Abstract

Background: Contrast-induced nephropathy (CIN) is a form of acute kidney injury (AKI) that is caused by exposure to contrast media in diagnostic imaging and interventional procedures such as angiography. At present serum creatinine is the only standard test for it. A few studies have been published analyzing the potential use of neutrophil-gelatinase-associated lipocalin (NGAL) in AKI. Aim: The aim of this study is to search for new markers to identify AKI acute renal failure earlier than serum creatinine. Materials and Methods: We studied 100 consecutive patients with normal serum creatinine undergoing angiographic procedure against Urine NGAL, serum NGAL, serum Cystatin C and urinary interleukin-18 (IL-18) at basal, and 2 h, 4 h, 8 h, 24 h, and 48 h after the angiography.

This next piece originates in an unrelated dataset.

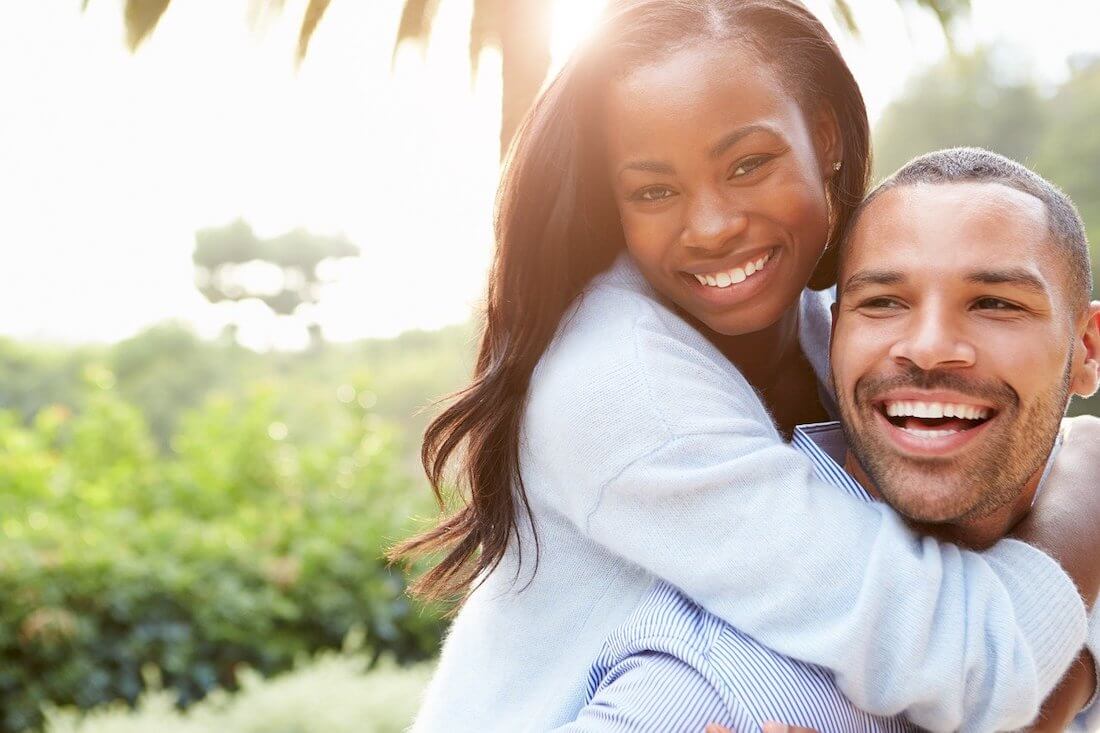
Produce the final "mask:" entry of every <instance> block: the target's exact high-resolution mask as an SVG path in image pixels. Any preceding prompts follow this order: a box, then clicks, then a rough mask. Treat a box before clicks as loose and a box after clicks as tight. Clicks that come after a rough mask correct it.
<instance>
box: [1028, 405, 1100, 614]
mask: <svg viewBox="0 0 1100 733" xmlns="http://www.w3.org/2000/svg"><path fill="white" fill-rule="evenodd" d="M1064 426H1065V427H1064V429H1063V434H1064V436H1065V439H1064V441H1063V446H1062V450H1060V451H1058V456H1057V458H1056V460H1055V462H1054V469H1053V470H1052V471H1051V475H1049V478H1048V479H1047V482H1046V484H1045V485H1044V486H1043V491H1041V492H1040V494H1038V496H1037V497H1036V500H1035V505H1034V506H1033V507H1032V512H1031V514H1029V515H1027V517H1025V518H1024V521H1023V522H1021V523H1020V524H1019V525H1018V526H1016V528H1015V530H1014V532H1013V533H1012V534H1013V536H1014V537H1016V538H1019V539H1021V540H1023V541H1025V543H1027V544H1029V545H1032V546H1034V547H1037V548H1040V549H1042V550H1043V551H1044V553H1046V554H1047V555H1049V556H1051V557H1053V558H1054V559H1055V560H1057V561H1058V562H1059V565H1062V567H1063V568H1064V569H1065V570H1066V572H1067V573H1068V575H1069V577H1070V578H1073V580H1074V582H1075V583H1076V584H1077V589H1078V590H1079V591H1080V594H1081V598H1082V599H1085V604H1086V606H1088V608H1089V609H1091V608H1092V603H1093V602H1095V601H1096V598H1097V595H1098V594H1100V557H1098V556H1100V554H1098V553H1097V547H1098V546H1100V538H1098V537H1097V536H1096V532H1097V524H1096V517H1097V516H1100V419H1098V418H1096V417H1091V416H1081V417H1075V418H1073V419H1067V420H1065V422H1064Z"/></svg>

Results: There was a significant rise in serum NGAL levels at 2 h, 4 h, and 8 h after angiography and in urinary NGAL levels at 4 h, 8 h, and 24 h after the procedure. Cystatin C rose significantly at 8 h and 24 h after the procedure, On the other hand, there was mild rise in urinary Il-18 levels at 24 h, but not significant. The presence of CIN associated with AKI was 13%. Conclusion: The present study highlighted the importance of serum NGAL, urine NGAL and Cystatin C in detecting AKI associated with contrast administration earlier than serum creatinine.